Mata Avelina menjelajah sekitar, pupilnya mendadak jeli manakala melihat belalang daun hinggap di tumbuhan, warna tubuhnya tersamarkan.

"Dapat." Avelina mengangkat tinggi-tinggi hasil buruannya. Akhirnya kelompok mereka bisa bernafas lega.

Serly memberikan toples bening berlubang kepada Avelina, Avelina memasukan belalang tersebut ke dalam toples.

"Ayo, kita lakukan pengamatan di rumahku," ajak Serly, yang lainnya mengangguk setuju.

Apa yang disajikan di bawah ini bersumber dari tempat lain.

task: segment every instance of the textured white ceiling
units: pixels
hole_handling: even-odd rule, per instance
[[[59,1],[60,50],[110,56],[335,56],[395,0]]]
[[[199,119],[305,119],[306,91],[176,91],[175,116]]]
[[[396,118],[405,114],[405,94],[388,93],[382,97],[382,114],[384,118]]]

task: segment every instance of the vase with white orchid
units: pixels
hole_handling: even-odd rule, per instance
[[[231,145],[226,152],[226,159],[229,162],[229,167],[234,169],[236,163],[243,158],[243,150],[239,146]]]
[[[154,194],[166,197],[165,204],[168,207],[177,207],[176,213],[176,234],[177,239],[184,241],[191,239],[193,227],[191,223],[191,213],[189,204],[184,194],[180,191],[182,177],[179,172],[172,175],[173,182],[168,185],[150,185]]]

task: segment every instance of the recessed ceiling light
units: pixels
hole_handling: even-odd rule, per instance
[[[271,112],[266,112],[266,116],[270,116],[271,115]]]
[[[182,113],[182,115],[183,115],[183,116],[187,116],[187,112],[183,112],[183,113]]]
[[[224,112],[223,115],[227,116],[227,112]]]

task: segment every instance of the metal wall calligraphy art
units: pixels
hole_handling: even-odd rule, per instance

Mereka berjalan beriringan meninggalkan hutan, hutan yang sama di mimpi Avelina.

"Ayo, Avelina!" seru Serly saat melihat Avelina malah melamun di bawah pohon.

"Ah, iya."

Hari itu cuaca sedang cerah karena masih sore berbeda sekali dengan yang ada di mimpi Avelina, langitnya gelap, hawa di hutan itu pun sungguh berbeda.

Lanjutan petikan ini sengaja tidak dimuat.